Die "Washington Post" zitierte gesteren US-Geheimdienstbeamte mit den Worten, Bin Laden habe mit dem Video vor allem zeigen wollen, dass er und die Al Qaida den Antiterrorkrieg überlebt hätten und trotz Rückschlägen stark seien. Das Netzwerk operiere weitgehend wieder so wie vor den Anschlägen vom 11. September. Es gebe eine feste Führungsgruppe, die sich regelmäßig treffe und Bin Laden Bericht erstatte.

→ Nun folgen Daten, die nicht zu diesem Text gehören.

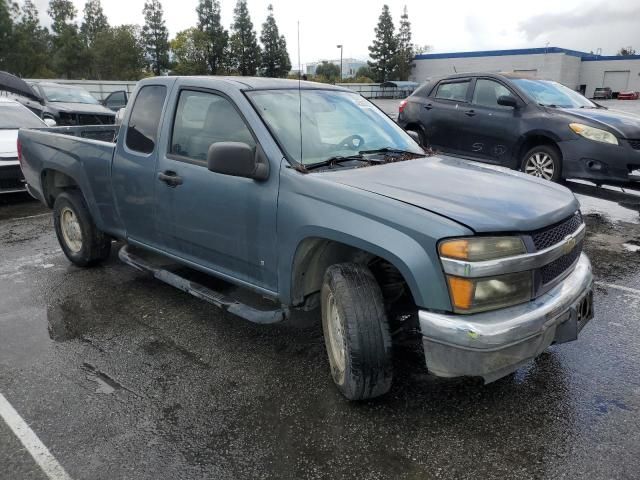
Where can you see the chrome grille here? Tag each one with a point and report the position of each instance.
(549, 236)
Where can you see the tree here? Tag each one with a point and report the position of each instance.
(32, 42)
(215, 36)
(327, 72)
(626, 51)
(384, 50)
(244, 54)
(119, 53)
(94, 22)
(155, 37)
(190, 52)
(68, 53)
(275, 59)
(405, 47)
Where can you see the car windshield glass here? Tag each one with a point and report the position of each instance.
(67, 94)
(16, 116)
(334, 124)
(548, 93)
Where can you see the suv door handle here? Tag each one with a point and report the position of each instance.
(170, 178)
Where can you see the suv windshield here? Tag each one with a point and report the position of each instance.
(13, 117)
(334, 124)
(553, 94)
(67, 94)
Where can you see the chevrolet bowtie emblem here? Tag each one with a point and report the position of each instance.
(569, 244)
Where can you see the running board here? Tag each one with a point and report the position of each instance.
(218, 299)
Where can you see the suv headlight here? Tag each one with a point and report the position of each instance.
(595, 134)
(471, 295)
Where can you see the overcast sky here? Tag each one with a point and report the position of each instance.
(448, 26)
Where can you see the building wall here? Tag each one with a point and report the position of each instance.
(592, 73)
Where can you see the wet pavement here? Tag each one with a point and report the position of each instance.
(122, 376)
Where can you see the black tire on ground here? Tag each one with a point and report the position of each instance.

Bush sieht sich unterdessen durch die Äußerungen Bin Ladens in seinem Irak-Kurs und in seinem Kampf gegen Al Qida bestärkt. "Die Videoaufzeichnung ermahnt uns, dass wir in einer gefährlichen Welt leben und dass wir zusammenarbeiten müssen, um uns zu schützen", sagte Bush am Samstag am Rande des Gipfels der Pazifik-Anrainerstaaten im australischen Sydney. Die Tatsache, dass der Irak auf dem Tonband erwähnt werde, zeige, dass der Irak Teil des "Krieges gegen die Extremisten" sei, sagte Bush. "Wir müssen unsere Entschlossenheit demon strieren. . ."
Die am Freitag vom arabischen Sender Al-Dschasira und in Auszügen im US-Fernsehen ausgestrahlte "Botschaft an das amerikanische Volk" ist etwa 25 Minuten lang. Sie zeigt nach Expertenanalysen einen sichtbar gealterten, möglicherweise gesundheitlich angegriffenen Bin Laden mit offensichtlich schwarz gefärbtem Bart. Die Aufzeichnung enthält viele Bezüge zu politischen Entwicklungen in diesem Sommer, wie etwa die Führungswechsel in Großbritannien und Frankreich. Das deute darauf hin, dass die Botschaft erst vor kurzem entstanden sei, vermutlich im August. Es zeige auch, dass Bin Laden die Entwicklungen im Westen genau verfolge.
Den Abschriften zufolge prangert der Al-Qaida-Führer zwar hauptsächlich Bush an - und dies zum Teil mit unverhohlenem Spott. Er kritisiert aber auch das Verhalten der Demokraten, die sich nach seinen Worten nicht genügend gegen den Irak-Kurs zur Wehr setzten. (dpa/ta)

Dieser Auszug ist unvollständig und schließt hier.